A historinha abaixo foi calcada num trechos do livro Comédia Corporativa, de Max Gehringer, por mim várias vezes lido. Uma das melhores leituras desfrescurizadas da área da Administração, hoje repleta de gurus, curadores, doutores, poucos sábios e muitos sabidos. Uma leitura que recomendo com entusiasmo, mesmo para aqueles que já se encontram contaminados pelo “virus da fingida competência”, sempre se reportando aos escritos recheados de insuportáveis ademais, outrossim, sem embargo e outras lambanças.

O quentão da Carmelúcia Piragige, especializada em Estudos Reativos ao Assédio Sexual, era um programa de coibição de “cantadas” em ambientes profissionais. Depois de dez anos queimando pestanas e os enormes pelos axilares, ela se encontrava preparada para cortar pela raiz a toda mentalidade machista, embora seu desejo maior, nunca realizado, fosse  ser contemplada com uma mão amiga passeando pelo seu torrão corporal, nunca desbravado, nem por entradas nem por bandeiras, sem um dedo de prosa sequer.

Vadão, batizado de Oswaldo, auxiliar de serviços gerais, quando recebeu o aviso da entrevista percebeu que teria finalmente sua promoção, desejo de quase três anos de firma. Mal sabia ele que a “conversinha” tinha sido provocada pela Merícia, fuxiqueira dezoito quilates, que contara ter ouvido o Vadão dizer que “a Dona Carmelúcia precisava botar a boca no trombone”. E que outro dia, todo sorridente e safadoso, também indagava se ela tinha visto o “pincel atômico” dele.      

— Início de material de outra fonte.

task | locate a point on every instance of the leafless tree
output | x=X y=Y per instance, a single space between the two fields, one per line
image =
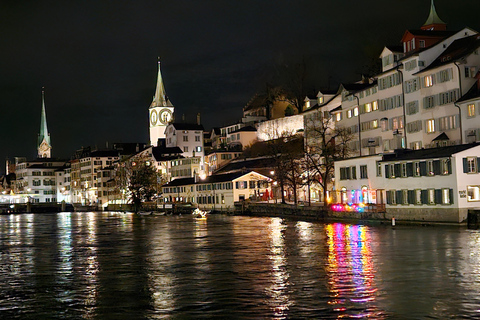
x=325 y=143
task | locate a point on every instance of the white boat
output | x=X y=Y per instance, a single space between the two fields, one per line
x=200 y=214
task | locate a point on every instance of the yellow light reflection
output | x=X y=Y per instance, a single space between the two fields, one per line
x=351 y=272
x=278 y=290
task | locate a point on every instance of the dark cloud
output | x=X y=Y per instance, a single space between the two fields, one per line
x=97 y=59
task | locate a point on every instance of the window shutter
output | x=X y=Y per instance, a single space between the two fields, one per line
x=424 y=196
x=423 y=168
x=436 y=167
x=409 y=169
x=399 y=196
x=438 y=196
x=411 y=196
x=397 y=169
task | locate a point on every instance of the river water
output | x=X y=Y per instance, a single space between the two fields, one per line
x=122 y=266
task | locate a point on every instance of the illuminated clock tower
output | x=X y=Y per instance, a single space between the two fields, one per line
x=160 y=112
x=43 y=145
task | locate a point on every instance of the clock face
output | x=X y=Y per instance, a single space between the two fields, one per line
x=153 y=117
x=165 y=115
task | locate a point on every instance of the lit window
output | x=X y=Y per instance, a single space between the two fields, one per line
x=473 y=193
x=416 y=171
x=431 y=196
x=471 y=110
x=368 y=107
x=446 y=196
x=418 y=196
x=428 y=81
x=430 y=125
x=472 y=165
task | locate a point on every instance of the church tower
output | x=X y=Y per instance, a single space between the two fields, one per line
x=160 y=111
x=43 y=146
x=433 y=21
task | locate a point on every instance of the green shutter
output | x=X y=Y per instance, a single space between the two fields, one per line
x=436 y=167
x=424 y=197
x=438 y=196
x=423 y=168
x=409 y=169
x=411 y=196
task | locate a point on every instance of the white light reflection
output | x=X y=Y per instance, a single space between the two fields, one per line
x=161 y=262
x=64 y=224
x=278 y=290
x=91 y=268
x=351 y=272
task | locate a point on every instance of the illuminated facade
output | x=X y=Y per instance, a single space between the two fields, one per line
x=435 y=184
x=160 y=113
x=217 y=192
x=44 y=146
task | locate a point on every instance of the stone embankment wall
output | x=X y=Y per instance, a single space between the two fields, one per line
x=303 y=212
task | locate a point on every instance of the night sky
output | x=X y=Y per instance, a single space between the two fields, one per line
x=98 y=59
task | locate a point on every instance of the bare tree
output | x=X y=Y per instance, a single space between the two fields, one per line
x=324 y=144
x=136 y=179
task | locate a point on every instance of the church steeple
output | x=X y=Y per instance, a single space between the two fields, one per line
x=43 y=145
x=160 y=111
x=160 y=99
x=433 y=21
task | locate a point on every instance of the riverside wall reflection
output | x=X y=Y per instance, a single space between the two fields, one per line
x=122 y=266
x=351 y=272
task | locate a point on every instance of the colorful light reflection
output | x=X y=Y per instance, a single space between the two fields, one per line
x=351 y=272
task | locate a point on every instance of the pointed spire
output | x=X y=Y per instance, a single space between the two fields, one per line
x=433 y=20
x=160 y=99
x=43 y=136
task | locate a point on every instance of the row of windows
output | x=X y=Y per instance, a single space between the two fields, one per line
x=420 y=196
x=46 y=182
x=45 y=173
x=185 y=138
x=389 y=81
x=211 y=199
x=471 y=165
x=418 y=168
x=440 y=99
x=347 y=173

No gabinete de Carmelúcia, Vadão olhava para todos os lados, sentado diante da “doutora”.

– Seu Oswaldo, o senhor está com algum problema na empresa?

– Dona Carmelúcia, eu sempre estive interessado em me ver numas posições diferentes…

O ar de espanto explicitou-se de imediato na Piragibe. “O safadão está lendo Kama Sutra!!”, deduziu racionalmente com base em seu saber adquirido. Voltou a inquirir: 

– O que o senhor quer dizer com isso, seu Oswaldo?

– A senhora sabe, eu não gosto de ficar por baixo …

Carmelúcia nunca imaginara encontrar uma alma tão sebosa, logo na sua primeira semana de trabalho. Meio arrepiada, meio excitada, indagou se ele já tinha obtido algum êxito nas suas investidas.

– Aí é que tá o xis da questão, senhora doutora. Na hora agá, sempre mela…

A dedução da Carmelúcia foi quase lógica: “a cueca!!! E mantendo o decoro profissional continuou sempre meia perturbada:

– Em nossa empresa, seu Oswaldo, não podemos tolerar atitudes incompatíveis com os nossos princípios. O senhor está me entendendo?

– Entendo, senhora. Mas, no fim, quem sempre acaba na mão sou eu …

Era demais para a doutora! Ela reagiu de pronto:

– Temos que tomar, de imediato, uma decisão, seu Oswaldo!

– Claro, doutora!! Eu venho falando isso há bastante tempo. Mas aqui na empresa é sempre assim: um fica querendo montar no outro e a minha vez não chega nunca. Tudo aqui é na base do pistolão. Mas agora vai ser diferente, pois sei que a senhora gosta de botar a mão na massa.

– Pera aí, seu Oswaldo … Não exagere!!, retrucou Piragibe, já não mais sustentando um ar de “tou quase querendo”.  

Desejando causar a derradeira impressão, Vadão arrematou, repetindo o que aprendera numa reciclagem de relações humanas: 

– A senhora não vai se arrepender, doutora. Não vejo a hora de poder lhe mostrar o tamanho da minha … consideração!

Antes da palavra consideração, o desmaio integral da Carmelúcia. Por excesso ou escassez, tal e qual o regulador Xavier.